When we analyzed the genotype formed by the receptor and its ligand genes (composed genotype), we observed an increased frequency of KIR3DS1/HLA-A in SP compared with HS, while the KIR3DL1/HLA-Bw4 genotype frequency was increased in HS. In this sense, several studies reported that the KIR/HLA class I genotypes could be associated with PsV development. Ahn et al. investigated the association of KIR3DL1 alleles and HLA-Bw4, and they found a positive association of the KIR3DL1*Low/HLA-Bw4 composed genotype with susceptibility to PS [18]; however, unlike our study, they performed a KIR3DL1 allelic typing and determined the presence of the HLA-Bw4 epitope. Recently, Berinstein et al. reported a negative association of KIR3DL1*Null alleles with psoriasis susceptibility [19]; however, in this study, KIR3DL1 alleles/HLA-Bw4 composed genotypes were not analyzed.

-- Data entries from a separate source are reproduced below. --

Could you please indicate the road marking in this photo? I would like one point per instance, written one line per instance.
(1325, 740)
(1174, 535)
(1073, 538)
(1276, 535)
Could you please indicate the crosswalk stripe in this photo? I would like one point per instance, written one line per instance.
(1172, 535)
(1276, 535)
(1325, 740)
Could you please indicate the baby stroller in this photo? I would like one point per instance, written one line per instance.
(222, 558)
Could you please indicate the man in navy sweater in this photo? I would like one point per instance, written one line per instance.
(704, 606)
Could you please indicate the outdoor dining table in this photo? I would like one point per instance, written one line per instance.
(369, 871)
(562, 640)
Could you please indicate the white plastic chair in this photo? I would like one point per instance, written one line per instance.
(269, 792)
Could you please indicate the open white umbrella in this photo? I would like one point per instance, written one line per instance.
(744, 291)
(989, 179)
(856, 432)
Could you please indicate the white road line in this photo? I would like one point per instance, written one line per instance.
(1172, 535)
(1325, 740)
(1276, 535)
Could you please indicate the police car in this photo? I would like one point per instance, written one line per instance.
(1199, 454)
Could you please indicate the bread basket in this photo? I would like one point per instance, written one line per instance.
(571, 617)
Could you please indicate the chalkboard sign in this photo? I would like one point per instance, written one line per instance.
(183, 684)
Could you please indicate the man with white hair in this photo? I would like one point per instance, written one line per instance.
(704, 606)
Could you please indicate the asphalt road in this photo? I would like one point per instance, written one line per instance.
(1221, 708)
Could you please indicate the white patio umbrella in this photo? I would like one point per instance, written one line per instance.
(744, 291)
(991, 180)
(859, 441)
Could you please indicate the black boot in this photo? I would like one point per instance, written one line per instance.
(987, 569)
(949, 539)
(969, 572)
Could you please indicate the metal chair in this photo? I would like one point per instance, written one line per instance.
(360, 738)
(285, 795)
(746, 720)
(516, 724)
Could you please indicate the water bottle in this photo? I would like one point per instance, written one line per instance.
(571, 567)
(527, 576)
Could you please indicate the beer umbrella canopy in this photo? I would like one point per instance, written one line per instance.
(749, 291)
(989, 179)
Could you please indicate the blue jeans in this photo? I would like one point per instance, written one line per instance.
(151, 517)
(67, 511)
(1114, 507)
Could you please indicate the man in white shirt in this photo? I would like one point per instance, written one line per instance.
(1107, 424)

According to our results, we could hypothesize that the receptors KIR3DS1 and KIR3DL1 could modulate the development of psoriasis through binding to their ligands in two aspects. The first of these could occur during the NK cell licensing process that involves signaling generated through inhibitory receptors. Alter et al. suggested that high levels of KIR3DL1 expression and binding to HLA-Bw4Ile80 molecules in the process of licensing could generate NK cells with a more efficient cytotoxic function, as opposed to when there is a low expression of this receptor [35]. In contrast, recognition by activating receptors such as KIR2DS1 has been associated with decreased cytotoxic capacity against the target cell [36]. The second aspect would occur during the effector phase; KIR3DS1 could activate NK cells and some T cells populations through the accessory protein DAP-12 [37]. HLA-Bw4 and KIR3DS1 interaction could stimulate the IFN-γ and other cytokines overproduction, and this, in turn, could induce keratinocyte proliferation and secretion of adhesion molecules, chemokines, and proinflammatory cytokines related to the lesion initiation and feedback [38,39]. Nevertheless, the inflammatory process could be decreased by HLA-Bw4Ile80 recognition through KIR3DL1. Inhibitory KIR block downstream signals that are generated by activating receptors [39].

5. Conclusions

This study reported for the first time an association of KIR genes and genotypes with PsV susceptibility in the Western Mexican mestizo population. We found the KIR3DS1 gene and KIR3DS1/HLA-A genotype as susceptibility factors for PsV, whereas the KIR3DL1/HLA-Bw4 genotype was found as a protective factor. This may suggest that NK and T cells could modulate the inflammatory process in PsV through the binding of KIR3DL1 and 3DS1 receptors to HLA-Bw4 alleles. However, it is necessary to perform functional expression studies to elucidate the role of KIR receptors in the PsV pathology.